There was a moment during the Lewis and Clark expedition of 1804 when, after months of deprivation, hardship, and arduous climbing, they finally scaled the eastern face of the Continental Divide. Standing exhausted on that peak, they hoped to gaze down on gentle meadows and the gateway to the sea, but instead they saw…more mountains. It was mountains as far as the eye could see.
In some ways, modern biology has followed the same trajectory: in the 70's we believed we were within striking distance of the cure for cancer, steps away from enlightenment about our own internal processes. Now we know it's a much bigger expedition than we ever anticipated.
When it comes to understanding the body, the complexity we face is mind-boggling, a thick and tangled web of feedback loops and inner dependencies. Take, for example, the human gut.
For years, it's been relegated to the back bench of physiological study. Recently, we've begun to see that the digestive tract is, in fact, a star in its own right. Those less glamorous organs are rising to costar status with the brain. The two are sometimes described as a team: the brain/gut axis. According to Giulia Enders in her new book, Gut: The Inside Story of Our Body’s Most Underrated Organ, there is incredible crosstalk between the two.
The human brain contains about 86 billion neurons. The gut, meanwhile, contains only 100 million neurons—on par with the brain of a cat. So, in the neuron department, the brain generally calls the shots. But the gut calls more than a few plays of its own.
Your gut houses a teeming microbiome of bacteria that affects your daily life in myriad ways. What goes on in your gut shapes your immune system, nutrition absorption, vitamin production, muscle function, hormone levels, libido, whether you're hungry or full, and how you break down your food intake into proteins, carbohydrates, and fats. Your gut’s microbiome weighs in at about 4.5 pounds and Enders says some scientists are beginning to refer to it as a separate body organ.
Gut-related chronic health problems include allergies, cancer, Type II diabetes, mood swings, and anxiety. The bottom line: your gut is far more auxiliary brain than mere food dumpster.
Your vagus nerve, the longest of the twelve cranial nerves, is the superhighway connecting the brain to the gut. The gut also produces 95% of the neurotransmitter serotonin. Sometimes called the "feel-good" hormone, serotonin is strongly linked to your levels of happiness and depression. Your gut also makes GABA, an amino acid that calms the nervous system and smooths out brain waves, and a neurotransmitter called glutamate, involved in cognition, learning, and memory.

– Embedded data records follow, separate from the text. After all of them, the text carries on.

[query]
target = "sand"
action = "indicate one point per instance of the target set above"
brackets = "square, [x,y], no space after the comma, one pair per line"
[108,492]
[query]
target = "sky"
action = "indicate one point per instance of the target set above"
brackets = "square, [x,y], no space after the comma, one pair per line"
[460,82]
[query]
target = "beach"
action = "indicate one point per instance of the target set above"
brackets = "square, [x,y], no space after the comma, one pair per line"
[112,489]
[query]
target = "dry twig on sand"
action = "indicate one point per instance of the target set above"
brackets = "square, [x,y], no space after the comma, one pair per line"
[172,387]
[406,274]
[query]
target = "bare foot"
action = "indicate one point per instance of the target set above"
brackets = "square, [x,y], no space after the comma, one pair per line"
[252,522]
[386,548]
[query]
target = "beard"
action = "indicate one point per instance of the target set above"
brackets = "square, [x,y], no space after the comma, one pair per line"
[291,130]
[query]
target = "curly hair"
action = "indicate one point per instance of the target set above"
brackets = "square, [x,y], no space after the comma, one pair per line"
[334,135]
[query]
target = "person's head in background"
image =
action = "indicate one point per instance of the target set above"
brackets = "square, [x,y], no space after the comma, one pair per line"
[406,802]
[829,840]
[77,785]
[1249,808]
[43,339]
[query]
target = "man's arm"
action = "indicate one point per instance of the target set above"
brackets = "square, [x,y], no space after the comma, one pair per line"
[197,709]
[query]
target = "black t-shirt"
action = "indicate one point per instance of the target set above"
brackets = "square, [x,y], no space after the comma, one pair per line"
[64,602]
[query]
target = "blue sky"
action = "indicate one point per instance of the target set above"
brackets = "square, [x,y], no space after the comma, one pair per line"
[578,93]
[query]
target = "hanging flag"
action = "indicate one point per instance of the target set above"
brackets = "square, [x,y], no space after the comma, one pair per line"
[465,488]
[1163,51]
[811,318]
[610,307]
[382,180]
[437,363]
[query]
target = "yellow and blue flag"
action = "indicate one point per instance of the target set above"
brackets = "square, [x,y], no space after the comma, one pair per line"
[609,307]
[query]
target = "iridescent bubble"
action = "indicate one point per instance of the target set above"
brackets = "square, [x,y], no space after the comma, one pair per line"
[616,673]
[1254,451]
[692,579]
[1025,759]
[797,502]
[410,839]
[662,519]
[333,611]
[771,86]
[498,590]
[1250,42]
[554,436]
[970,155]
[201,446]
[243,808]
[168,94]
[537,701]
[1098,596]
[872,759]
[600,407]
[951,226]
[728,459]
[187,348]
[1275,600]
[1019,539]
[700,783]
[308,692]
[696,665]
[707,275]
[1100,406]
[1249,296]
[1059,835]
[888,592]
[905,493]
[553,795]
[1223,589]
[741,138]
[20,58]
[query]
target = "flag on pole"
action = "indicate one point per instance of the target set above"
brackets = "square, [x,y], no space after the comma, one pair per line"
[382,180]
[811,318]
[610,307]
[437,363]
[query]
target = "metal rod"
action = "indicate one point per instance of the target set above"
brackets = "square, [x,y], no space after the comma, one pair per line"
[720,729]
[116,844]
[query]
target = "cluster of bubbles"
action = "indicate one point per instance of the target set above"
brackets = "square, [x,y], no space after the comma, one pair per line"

Your food choices have a direct effect on your gut's microbiome. For that reason, Enders says it's probably a good idea to eat a diet rich in probiotics (although more research is needed to confirm healthful benefits.) These are bacteria and yeast that support digestive health, found in fermented foods like kim chi, sauerkraut, kefir, pickles, and plain unsweetened yogurt.
According to Enders, these foods may help maintain the integrity of the gut lining, and that they serve as natural antibiotics, antivirals, and antifungals. They also play a role in regulating your body's immune system. This in turn helps control inflammation and improve nutrient absorption.
There are many more summits to climb before we have a clear map of what goes on inside the belly's hidden kingdom, but like Lewis and Clark, the discoveries we make continue to amaze. And yet for all our newfound knowledge, we've only begun to gain a tenuous foothold—and there are still mountains as far as the eye can see.